Mutsuo Takahashi: From 'Twelve Views from the Distance'

Translated from Japanese by Jeffrey Angles

Uncle Ken’ichi, a photo in wartime
Uncle Ken’ichi, a photo in wartime

In every sense, Uncle Ken’ichi seemed to have been born in order to be sacrificed to the war effort. He was born more than a decade after my father, and so the entire process of his personal development coincided with the process of Japan’s descent into conflict. In the end, his young flesh and fragile soul were placed as burnt offerings upon the altar of war.

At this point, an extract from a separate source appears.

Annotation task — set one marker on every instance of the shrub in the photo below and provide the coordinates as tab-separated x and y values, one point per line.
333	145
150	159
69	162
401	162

 He finished the first several years of his grade school education as class president. His grades were good enough that the principal called Grandfather in and asked him to let Ken’ichi go on to middle school, but Grandfather simply shook his head. “As soon as a day laborer’s son graduates from school, he’s gotta start working to earn some cash.” The truth is that my grandparents were not lacking the money to send my uncle to the local middle school if they had just wanted to do so.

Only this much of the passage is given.